The situation was a bit better in our standard deviation results. The EX4100 configured with RAID5 still experienced the highest deviation in the test, but it was more in-line. Again, this NAS with RAID10 with either the iSCSI or CIFS showed the lowest deviation, solidly besting the DL4100 in most situations.
We also performed sequential large-block transfer tests with 128k transfers, and the DL4100's score of 231,478 KB/s when reading configured with RAID10 CIFS was the highest in the test, though there was remarkable consistency across all the configurations of both this device and the DL4100. The EX4100's best write performance was 199,469KB/s when configured with RAID5 CIFS, putting it near the top of the pack.
The WD My Cloud EX4100 is intended for multimedia enthusiasts who want to store up to 24 terabytes of files and then stream to a range of devices, including tablets and phones.
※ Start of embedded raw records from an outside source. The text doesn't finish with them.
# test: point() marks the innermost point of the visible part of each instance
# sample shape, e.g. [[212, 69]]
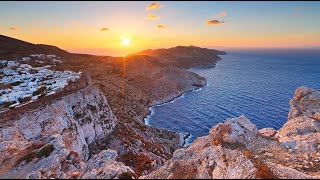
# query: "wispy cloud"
[[104, 29], [153, 6], [222, 14], [152, 17], [214, 22], [159, 26], [13, 29]]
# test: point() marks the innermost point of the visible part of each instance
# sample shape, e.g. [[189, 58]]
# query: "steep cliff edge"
[[236, 148], [52, 141]]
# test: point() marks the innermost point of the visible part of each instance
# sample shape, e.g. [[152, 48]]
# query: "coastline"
[[184, 136]]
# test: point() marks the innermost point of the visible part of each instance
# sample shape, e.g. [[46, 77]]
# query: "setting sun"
[[125, 41]]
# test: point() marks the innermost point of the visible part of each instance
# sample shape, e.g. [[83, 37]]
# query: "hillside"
[[130, 85], [14, 48], [185, 56]]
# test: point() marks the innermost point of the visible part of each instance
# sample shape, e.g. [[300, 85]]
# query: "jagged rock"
[[302, 130], [105, 166], [236, 149], [268, 132], [235, 130], [54, 138]]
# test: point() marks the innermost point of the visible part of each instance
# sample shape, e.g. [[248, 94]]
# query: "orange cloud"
[[152, 17], [213, 22], [153, 6], [222, 14], [104, 29], [159, 26]]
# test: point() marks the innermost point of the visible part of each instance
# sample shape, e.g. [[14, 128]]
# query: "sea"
[[256, 83]]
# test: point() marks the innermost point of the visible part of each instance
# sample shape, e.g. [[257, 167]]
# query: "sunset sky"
[[119, 28]]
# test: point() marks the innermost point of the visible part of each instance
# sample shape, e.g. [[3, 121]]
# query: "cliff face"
[[235, 148], [52, 141]]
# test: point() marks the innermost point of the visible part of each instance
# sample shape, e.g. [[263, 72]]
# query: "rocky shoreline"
[[236, 148], [183, 136]]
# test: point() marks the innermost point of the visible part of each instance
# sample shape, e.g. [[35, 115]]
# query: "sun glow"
[[125, 41]]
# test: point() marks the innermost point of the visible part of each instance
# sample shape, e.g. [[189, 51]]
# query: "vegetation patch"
[[39, 91], [125, 175], [17, 83], [92, 107], [45, 151], [24, 100]]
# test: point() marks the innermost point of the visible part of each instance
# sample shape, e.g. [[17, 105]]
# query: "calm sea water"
[[257, 84]]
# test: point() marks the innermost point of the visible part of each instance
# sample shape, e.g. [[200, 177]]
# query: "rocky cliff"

Files can be uploaded over a network or through any of three USB 3.0 ports, and the EX4100 can be connected to a backup power supply.
In our tests, this NAS did well when writing data with 4K benchmarks at 564 IOPS, though it struggled a bit in the 4K latency tests. Looking at 8k sequential performance the EX4100 gave us performance of 18,318 IOPS read and 11,459 IOPS write, although trailing behind the DL4100. In our 8K 70/30 tests the EX4100 showed an overall stronger performance. When configured with RAID10, the EX4100 regularly outperformed the DL4100, and it showed lower latency while doing so (in iSCSI RAID10 the EX4100 peaked with a throughput of 253 IOPS). In our large block 128K tests the EX4100 gave us bandwidth of 231MB/s read and 199MB/s write.
- Easy to use UI
- Wide range of accessibility
- Strong 8k 70/30 RAID10 iSCSI performance
- Low performance in our 8K sequential tests.
The Bottom Line
The WD EX4100 is targeted at creative professionals and multimedia enthusiasts that have the need for high capacity and flexibility of access with an easy to use interface.